In wealthy families, household duties are performed by many servants. It is amusing to see how many servants are required in India to perform the ordinary functions of one able-bodied servant in the West. The services which a Hindu will demand from his menials are far greater than those of a healthy Westerner. His languid nature and general effeminacy make him entirely dependent upon his servant for most of the activities and amenities of life. Recently the writer heard a Hindu companion in a railway car call his servant at night from an adjoining car to come and turn the shade over the compartment lamp that he might have a nap! A well-known writer, in describing the life of a Babu, says: "The Khansama of a Babu is his most favourite servant. From the nature of his office he comes into closest contact with his master; he rubs his body with oil before bathing, and sometimes shampoos him,—a practice which gradually induces idle, effeminate habits and eventually greatly incapacitates a man for the duties of an active life. Indeed, to study the nature of a 'big native swell' is to study the character of a consummate Oriental epicure, immersed in a ceaseless round of pleasures, and hedged in by a body of unconscionable fellows, distinguished only for their flattery and servility."

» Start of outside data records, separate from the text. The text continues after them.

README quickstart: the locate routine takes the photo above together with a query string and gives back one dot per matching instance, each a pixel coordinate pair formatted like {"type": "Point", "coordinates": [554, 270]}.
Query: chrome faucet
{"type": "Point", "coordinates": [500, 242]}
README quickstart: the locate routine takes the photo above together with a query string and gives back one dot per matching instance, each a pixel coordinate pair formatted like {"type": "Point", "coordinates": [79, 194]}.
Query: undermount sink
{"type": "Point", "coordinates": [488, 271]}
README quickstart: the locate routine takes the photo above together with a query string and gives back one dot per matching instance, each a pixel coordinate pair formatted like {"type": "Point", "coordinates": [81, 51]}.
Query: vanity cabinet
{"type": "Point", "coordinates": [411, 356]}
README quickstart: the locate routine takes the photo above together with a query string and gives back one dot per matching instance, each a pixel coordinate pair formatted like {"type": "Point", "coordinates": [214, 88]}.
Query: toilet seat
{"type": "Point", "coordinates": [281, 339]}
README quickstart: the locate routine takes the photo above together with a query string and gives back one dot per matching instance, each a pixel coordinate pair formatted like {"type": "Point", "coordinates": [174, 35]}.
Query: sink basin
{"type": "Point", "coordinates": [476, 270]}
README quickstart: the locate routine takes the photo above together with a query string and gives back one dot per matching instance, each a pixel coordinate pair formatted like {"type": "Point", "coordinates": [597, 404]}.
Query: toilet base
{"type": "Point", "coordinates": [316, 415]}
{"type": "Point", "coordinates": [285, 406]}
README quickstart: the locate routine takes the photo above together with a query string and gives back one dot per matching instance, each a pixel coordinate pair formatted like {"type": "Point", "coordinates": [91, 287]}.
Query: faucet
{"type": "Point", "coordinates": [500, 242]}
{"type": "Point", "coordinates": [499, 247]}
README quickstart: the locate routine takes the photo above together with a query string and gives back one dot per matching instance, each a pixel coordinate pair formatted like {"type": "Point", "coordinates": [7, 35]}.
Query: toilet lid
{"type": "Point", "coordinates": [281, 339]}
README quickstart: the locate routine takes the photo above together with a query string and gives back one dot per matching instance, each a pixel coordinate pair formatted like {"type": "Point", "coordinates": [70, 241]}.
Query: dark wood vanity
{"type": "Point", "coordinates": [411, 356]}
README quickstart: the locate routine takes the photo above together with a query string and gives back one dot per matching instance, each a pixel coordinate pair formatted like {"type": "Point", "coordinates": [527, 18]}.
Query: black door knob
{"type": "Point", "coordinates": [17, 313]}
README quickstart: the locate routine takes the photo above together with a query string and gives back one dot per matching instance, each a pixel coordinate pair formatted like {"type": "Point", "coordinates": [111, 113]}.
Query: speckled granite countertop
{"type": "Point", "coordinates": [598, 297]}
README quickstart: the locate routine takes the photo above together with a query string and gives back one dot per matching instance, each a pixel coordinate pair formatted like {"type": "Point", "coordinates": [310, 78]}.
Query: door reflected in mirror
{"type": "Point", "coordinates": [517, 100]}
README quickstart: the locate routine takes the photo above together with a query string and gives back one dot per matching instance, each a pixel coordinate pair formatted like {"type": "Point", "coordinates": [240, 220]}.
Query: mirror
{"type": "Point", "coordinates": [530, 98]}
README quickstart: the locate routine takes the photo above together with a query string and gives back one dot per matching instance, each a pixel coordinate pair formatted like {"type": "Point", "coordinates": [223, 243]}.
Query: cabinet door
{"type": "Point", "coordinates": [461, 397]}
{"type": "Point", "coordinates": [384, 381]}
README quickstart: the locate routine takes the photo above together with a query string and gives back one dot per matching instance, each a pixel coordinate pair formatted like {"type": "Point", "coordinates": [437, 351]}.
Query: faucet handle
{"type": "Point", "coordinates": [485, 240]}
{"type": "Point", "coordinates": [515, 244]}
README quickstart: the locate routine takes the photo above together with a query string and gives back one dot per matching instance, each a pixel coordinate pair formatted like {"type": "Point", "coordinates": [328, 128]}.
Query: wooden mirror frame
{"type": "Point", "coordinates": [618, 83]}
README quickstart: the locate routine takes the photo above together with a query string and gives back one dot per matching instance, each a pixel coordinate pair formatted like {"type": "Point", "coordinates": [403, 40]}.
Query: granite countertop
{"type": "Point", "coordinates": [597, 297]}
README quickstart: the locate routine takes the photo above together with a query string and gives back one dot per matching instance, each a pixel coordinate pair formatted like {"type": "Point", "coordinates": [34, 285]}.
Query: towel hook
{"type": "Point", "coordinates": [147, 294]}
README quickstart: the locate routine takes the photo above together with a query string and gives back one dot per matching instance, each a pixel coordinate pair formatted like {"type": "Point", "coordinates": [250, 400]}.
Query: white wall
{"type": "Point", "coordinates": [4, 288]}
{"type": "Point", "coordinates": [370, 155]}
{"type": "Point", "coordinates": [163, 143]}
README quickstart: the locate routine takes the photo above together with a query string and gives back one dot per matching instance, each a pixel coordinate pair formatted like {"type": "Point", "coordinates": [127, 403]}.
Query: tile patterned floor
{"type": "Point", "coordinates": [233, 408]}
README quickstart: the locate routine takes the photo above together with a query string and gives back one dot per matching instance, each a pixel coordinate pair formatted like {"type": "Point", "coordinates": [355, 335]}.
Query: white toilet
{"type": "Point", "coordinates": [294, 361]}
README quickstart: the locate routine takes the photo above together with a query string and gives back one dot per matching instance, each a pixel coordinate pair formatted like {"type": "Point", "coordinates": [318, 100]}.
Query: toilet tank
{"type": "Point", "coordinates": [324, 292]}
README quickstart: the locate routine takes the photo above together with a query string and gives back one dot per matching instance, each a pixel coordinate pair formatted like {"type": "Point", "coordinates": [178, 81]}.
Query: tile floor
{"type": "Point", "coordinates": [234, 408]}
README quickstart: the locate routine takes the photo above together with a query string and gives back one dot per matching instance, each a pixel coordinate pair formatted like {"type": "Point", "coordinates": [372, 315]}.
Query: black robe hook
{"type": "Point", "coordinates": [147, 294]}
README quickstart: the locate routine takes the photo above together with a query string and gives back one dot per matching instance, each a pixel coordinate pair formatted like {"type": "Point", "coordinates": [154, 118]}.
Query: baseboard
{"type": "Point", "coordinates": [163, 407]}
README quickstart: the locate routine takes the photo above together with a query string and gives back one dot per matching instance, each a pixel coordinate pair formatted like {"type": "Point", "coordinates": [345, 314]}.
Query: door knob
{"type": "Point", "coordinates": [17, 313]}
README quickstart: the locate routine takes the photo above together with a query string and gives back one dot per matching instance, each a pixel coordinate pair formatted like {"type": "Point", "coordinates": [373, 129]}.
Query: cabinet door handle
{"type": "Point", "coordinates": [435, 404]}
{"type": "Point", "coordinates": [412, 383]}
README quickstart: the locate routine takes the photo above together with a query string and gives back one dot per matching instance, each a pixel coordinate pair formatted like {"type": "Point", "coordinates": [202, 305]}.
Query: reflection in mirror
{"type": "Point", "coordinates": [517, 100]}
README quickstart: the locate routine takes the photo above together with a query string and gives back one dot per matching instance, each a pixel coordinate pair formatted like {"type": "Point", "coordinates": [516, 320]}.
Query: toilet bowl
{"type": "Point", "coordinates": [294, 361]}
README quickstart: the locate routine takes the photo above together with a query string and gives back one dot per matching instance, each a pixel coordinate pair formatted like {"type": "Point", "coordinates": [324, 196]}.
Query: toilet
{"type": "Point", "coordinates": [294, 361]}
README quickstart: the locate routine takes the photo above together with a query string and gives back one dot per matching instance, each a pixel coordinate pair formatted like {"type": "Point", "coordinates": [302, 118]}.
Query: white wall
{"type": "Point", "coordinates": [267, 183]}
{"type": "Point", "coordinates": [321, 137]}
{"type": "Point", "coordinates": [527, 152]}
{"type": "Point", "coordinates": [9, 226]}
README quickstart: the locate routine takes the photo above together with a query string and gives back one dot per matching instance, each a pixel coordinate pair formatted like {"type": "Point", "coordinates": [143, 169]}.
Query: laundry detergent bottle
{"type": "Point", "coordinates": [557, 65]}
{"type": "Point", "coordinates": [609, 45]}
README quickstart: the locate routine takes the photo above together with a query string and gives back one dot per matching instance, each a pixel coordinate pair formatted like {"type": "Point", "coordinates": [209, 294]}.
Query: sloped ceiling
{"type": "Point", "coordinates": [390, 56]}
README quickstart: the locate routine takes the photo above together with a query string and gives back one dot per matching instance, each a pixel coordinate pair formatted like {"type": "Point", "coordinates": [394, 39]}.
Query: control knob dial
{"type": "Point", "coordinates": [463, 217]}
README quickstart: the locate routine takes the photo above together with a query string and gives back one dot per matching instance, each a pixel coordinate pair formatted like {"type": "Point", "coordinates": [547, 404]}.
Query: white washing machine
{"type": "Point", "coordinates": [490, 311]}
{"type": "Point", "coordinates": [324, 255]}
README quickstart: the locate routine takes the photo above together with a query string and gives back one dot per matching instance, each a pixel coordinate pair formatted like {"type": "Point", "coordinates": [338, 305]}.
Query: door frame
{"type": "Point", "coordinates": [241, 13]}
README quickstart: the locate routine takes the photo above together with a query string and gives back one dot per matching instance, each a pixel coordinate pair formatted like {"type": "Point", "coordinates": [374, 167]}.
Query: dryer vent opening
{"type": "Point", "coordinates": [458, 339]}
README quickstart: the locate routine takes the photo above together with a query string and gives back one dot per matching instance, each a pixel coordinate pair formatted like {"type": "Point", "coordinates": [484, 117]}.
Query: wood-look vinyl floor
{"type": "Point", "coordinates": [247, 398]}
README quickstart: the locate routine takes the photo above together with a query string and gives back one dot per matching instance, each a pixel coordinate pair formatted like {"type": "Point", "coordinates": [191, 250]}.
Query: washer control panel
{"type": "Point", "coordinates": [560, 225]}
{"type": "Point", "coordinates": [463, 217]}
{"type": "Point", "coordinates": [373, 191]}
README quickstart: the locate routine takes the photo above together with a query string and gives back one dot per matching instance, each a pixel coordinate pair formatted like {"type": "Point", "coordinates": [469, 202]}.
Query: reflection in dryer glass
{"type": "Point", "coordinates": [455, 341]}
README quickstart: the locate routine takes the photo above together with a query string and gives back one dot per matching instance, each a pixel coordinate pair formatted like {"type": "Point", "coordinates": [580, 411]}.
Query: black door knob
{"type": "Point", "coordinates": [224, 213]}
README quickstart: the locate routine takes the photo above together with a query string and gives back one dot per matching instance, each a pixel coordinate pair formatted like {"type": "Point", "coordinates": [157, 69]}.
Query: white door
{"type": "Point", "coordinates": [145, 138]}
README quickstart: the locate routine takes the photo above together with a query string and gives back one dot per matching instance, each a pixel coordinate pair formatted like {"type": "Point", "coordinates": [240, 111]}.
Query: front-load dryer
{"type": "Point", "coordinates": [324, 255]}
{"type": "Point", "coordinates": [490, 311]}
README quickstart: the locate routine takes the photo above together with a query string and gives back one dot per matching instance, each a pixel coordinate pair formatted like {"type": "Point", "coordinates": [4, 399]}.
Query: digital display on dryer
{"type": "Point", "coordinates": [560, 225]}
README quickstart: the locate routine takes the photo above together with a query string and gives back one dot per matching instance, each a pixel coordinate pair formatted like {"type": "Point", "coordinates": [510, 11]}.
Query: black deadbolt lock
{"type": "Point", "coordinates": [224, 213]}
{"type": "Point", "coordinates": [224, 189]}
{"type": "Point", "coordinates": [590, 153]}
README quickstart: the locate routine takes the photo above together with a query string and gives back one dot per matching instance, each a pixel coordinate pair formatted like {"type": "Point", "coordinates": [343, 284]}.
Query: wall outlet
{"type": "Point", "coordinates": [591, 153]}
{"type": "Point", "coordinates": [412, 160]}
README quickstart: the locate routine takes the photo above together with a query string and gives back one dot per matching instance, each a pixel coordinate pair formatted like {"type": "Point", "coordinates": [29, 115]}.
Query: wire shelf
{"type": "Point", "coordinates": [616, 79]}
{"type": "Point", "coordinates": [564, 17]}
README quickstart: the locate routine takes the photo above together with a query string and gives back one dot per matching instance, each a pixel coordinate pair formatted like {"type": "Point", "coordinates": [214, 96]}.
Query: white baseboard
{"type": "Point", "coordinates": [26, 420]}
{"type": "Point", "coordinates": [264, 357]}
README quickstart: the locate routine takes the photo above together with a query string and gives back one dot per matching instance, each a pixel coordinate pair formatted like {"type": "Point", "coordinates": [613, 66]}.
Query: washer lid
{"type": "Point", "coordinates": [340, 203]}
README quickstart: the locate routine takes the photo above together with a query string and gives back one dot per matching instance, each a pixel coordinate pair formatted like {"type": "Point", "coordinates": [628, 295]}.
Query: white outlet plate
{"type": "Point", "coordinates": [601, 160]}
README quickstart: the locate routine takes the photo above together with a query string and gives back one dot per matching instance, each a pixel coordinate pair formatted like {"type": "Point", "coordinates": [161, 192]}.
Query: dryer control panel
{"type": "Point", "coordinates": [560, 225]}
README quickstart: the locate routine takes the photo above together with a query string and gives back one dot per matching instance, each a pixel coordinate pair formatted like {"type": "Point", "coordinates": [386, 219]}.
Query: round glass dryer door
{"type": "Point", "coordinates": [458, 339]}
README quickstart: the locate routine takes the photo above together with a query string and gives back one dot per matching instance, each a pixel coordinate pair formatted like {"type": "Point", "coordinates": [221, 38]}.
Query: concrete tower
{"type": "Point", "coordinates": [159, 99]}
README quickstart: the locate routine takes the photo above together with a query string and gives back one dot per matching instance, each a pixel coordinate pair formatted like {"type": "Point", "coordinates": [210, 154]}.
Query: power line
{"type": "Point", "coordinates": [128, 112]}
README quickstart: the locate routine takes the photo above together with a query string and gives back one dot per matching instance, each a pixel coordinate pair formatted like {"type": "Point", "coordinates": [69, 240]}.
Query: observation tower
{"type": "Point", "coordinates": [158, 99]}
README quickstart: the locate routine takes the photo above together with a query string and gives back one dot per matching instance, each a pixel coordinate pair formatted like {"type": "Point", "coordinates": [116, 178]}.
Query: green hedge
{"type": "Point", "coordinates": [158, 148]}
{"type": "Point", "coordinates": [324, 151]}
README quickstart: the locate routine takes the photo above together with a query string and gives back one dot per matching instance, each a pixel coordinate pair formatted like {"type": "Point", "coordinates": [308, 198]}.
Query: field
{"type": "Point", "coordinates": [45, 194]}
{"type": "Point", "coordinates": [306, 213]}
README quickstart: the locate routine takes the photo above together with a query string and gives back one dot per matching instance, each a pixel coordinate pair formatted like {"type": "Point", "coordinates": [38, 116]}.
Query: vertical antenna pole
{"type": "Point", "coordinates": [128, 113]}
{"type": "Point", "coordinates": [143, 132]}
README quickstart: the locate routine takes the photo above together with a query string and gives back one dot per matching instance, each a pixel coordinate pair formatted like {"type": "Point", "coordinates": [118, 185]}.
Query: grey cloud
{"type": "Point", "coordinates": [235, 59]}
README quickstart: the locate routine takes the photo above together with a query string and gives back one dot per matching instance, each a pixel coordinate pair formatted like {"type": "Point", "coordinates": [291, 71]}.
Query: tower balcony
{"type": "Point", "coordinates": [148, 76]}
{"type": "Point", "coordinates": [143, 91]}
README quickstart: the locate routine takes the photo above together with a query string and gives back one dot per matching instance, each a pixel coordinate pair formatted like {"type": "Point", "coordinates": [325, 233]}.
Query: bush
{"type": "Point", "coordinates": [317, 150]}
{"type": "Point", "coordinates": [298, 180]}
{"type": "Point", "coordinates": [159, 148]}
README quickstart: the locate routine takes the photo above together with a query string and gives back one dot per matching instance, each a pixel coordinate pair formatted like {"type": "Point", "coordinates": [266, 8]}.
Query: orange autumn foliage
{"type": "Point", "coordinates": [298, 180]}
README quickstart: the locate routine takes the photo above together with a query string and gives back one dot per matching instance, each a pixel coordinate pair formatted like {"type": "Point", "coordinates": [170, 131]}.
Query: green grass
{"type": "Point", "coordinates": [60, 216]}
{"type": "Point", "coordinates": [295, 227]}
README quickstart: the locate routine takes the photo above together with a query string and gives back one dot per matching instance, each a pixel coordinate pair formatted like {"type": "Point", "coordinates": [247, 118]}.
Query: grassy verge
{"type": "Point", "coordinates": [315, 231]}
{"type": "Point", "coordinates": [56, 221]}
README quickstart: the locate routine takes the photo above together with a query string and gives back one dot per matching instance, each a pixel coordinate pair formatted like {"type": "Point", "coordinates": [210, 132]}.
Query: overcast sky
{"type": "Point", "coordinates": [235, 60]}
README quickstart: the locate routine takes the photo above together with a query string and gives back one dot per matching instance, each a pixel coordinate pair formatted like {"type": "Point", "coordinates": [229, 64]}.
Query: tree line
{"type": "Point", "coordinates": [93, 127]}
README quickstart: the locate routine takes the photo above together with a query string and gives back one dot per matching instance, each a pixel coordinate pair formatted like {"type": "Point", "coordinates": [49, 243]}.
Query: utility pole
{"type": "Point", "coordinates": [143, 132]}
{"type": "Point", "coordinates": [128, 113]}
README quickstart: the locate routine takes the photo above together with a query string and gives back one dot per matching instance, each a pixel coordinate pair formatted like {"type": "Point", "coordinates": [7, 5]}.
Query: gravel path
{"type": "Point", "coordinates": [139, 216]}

During times of sickness, the native doctor is in requisition. This functionary is not without his merits; for it is a hereditary profession, and not a little medical wisdom and experience have been transmitted from father to son down the centuries. Nevertheless, as compared with modern science, the ignorance of these men is woful, and the unnecessary loss of life through that ignorance is lamentable. Their pharmacy is as defective as many of their remedies are absurd and disgusting. The present government, by multiplying its hospitals and dispensaries, has done much to arrest disease and remove suffering. And yet the remedies do not reach one-tenth of the population. And many of the one-tenth are so suspicious of western science that in their extremity they will pass the well-equipped government hospital and its diplomaed attendants in order to consult the native doctor and to partake of his concoctions. One of the reasons for this prejudice is the largeness of the dose which the Indian doctor invariably supplies. How can the diminutive doses of the white man and his establishment remove important difficulties and heal serious diseases? The writer has known not a few well-educated Indian Christians living under the shadow of a well-equipped missionary hospital which furnished its medicines free, sneak away a few streets beyond to consult the man who is a compound of a quack and an astrologer. And yet, doubtless, the new pharmacy of the West brings healing in its wings to millions of this people annually; and it is one of the causes for the rapid increase of the population.